Das Bild zeigt moderne Hochhäuser mit blauen Glasfassaden; Hauptmotiv sind die reflektierenden Fensterfronten und die dichte Anordnung von Bürogebäuden im städtischen Finanzviertel.
Laut einer aktuellen CBRE-Studie sind Büroimmobilien bei Kreditgebern in Europa wieder stärker gefragt.  (Quelle: Pixabay)

Finanzierung 2026-06-24T13:19:56.175Z Studie: Kreditgeber setzen wieder stärker auf Büros

Büroimmobilien steigen im Ranking europäischer Kreditgeber auf Platz drei. Auch Rechenzentren gewinnen an Attraktivität.

Die Stimmung europäischer Kreditgeber gegenüber Büroimmobilien hat sich weiter verbessert. Das geht aus der aktuellen „European Lender Intentions Survey“ von CBRE hervor.
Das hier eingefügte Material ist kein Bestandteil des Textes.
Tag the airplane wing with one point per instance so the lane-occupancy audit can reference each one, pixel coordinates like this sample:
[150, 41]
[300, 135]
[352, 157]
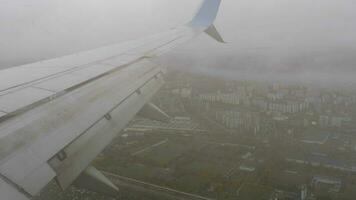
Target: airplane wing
[57, 115]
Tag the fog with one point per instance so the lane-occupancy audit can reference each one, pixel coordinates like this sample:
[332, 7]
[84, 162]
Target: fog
[299, 40]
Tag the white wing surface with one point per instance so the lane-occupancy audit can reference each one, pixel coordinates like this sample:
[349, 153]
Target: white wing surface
[57, 115]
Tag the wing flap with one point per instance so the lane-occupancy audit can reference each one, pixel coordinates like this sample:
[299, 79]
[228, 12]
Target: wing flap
[22, 98]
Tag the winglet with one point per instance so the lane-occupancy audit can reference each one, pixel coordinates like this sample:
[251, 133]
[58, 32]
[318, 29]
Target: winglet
[212, 32]
[206, 17]
[206, 14]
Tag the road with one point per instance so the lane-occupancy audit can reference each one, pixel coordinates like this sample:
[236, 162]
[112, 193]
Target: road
[161, 191]
[150, 147]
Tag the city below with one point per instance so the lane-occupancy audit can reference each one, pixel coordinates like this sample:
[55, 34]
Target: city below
[242, 140]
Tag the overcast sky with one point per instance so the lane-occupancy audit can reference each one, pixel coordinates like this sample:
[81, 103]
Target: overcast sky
[267, 38]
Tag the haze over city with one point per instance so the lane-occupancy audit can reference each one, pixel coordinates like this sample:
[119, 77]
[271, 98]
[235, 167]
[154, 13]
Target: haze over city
[269, 39]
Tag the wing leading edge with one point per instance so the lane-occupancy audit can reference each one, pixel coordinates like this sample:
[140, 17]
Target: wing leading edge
[55, 120]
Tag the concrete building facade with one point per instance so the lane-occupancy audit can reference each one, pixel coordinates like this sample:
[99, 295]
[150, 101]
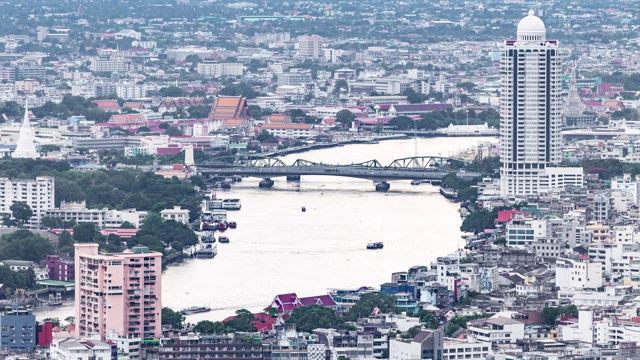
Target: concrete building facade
[531, 114]
[118, 293]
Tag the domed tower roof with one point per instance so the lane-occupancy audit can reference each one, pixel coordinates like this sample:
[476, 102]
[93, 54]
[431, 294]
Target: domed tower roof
[531, 28]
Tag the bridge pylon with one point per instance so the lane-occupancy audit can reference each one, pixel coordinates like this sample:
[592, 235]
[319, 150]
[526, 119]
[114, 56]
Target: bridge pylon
[266, 183]
[383, 186]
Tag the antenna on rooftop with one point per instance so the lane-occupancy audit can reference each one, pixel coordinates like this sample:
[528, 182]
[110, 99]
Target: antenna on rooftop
[415, 138]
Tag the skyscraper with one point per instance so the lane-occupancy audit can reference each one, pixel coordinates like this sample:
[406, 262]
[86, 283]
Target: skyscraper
[118, 293]
[25, 147]
[531, 114]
In der Befragung rückte die Assetklasse von Rang sechs im Vorjahr auf Platz drei der attraktivsten Immobiliensektoren vor.

Besonders bei Banken genießen Büroimmobilien wieder einen hohen Stellenwert. Dort werden sie nur noch vom Wohnsegment übertroffen. Nach Einschätzung von CBRE deutet dies auf ein gestärktes Vertrauen in die Fundamentaldaten des Sektors hin.
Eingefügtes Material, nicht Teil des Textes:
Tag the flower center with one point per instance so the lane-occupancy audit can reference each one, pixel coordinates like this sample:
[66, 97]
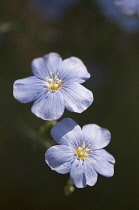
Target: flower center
[82, 151]
[54, 83]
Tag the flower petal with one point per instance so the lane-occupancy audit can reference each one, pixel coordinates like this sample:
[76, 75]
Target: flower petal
[90, 174]
[102, 162]
[59, 158]
[42, 67]
[67, 132]
[50, 106]
[77, 173]
[28, 89]
[77, 98]
[73, 69]
[104, 154]
[96, 136]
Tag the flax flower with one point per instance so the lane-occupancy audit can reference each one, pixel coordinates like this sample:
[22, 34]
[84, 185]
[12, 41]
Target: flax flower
[55, 86]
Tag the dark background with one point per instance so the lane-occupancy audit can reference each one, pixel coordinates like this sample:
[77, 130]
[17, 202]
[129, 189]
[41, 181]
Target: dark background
[111, 55]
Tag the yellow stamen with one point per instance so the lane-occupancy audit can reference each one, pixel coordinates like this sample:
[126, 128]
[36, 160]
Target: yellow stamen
[54, 83]
[82, 151]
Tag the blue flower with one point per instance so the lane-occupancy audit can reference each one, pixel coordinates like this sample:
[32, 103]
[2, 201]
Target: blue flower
[128, 7]
[55, 86]
[80, 152]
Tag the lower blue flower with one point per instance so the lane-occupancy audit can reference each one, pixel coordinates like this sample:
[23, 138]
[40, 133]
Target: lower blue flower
[80, 152]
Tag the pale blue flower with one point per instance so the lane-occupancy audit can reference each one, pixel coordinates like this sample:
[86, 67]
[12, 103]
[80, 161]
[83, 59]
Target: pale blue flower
[55, 86]
[128, 7]
[80, 152]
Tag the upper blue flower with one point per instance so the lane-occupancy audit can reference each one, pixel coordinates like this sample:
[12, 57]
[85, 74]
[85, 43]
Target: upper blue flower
[55, 86]
[80, 152]
[128, 7]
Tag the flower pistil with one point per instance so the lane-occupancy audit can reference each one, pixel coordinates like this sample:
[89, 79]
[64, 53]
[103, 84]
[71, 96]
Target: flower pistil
[54, 83]
[82, 151]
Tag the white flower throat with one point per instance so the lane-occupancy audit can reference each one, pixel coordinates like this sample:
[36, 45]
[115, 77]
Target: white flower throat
[54, 83]
[83, 151]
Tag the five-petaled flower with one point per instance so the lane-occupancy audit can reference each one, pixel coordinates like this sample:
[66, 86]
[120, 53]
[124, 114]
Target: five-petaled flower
[55, 86]
[80, 152]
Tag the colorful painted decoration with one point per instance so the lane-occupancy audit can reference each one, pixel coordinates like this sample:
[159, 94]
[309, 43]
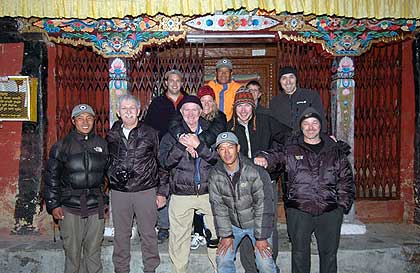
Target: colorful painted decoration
[232, 22]
[125, 37]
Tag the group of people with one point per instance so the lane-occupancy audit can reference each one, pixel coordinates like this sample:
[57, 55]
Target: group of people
[213, 159]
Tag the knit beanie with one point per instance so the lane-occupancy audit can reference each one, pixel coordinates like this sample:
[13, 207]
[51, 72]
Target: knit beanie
[310, 112]
[189, 99]
[243, 95]
[288, 70]
[205, 90]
Chris Gow, Head of Debt Advisory Europe bei CBRE, sagt: „Für CBRE waren Büroimmobilien in den vergangenen drei Jahren die wichtigste Assetklasse bei der Fremdkapitalbeschaffung. Die Ergebnisse unserer diesjährigen Umfrage spiegeln die Übereinstimmung zwischen Absicht und tatsächlicher Marktaktivität wider.“

Investitionsvolumen steigt

Begleitet wird die Entwicklung von steigenden Investitionsvolumina. Nach Angaben von CBRE wurden im ersten Quartal 2026 europaweit Büroimmobilien im Wert von 10,7 Milliarden Euro gehandelt. Das entspricht einem Plus von sechs Prozent gegenüber dem Vorjahresquartal. Für das Gesamtjahr 2025 summierte sich das Investitionsvolumen auf 48,5 Milliarden Euro und lag damit 13 Prozent über dem Vorjahreswert. „Wir beobachten sinkende Finanzierungsmargen, die günstigere Kredite ermöglichen. Gleichzeitig unterstreichen steigende Investitionsvolumina im Bürosegment und das weiterhin begrenzte Angebot die Stärke des Sektors“, so Gow.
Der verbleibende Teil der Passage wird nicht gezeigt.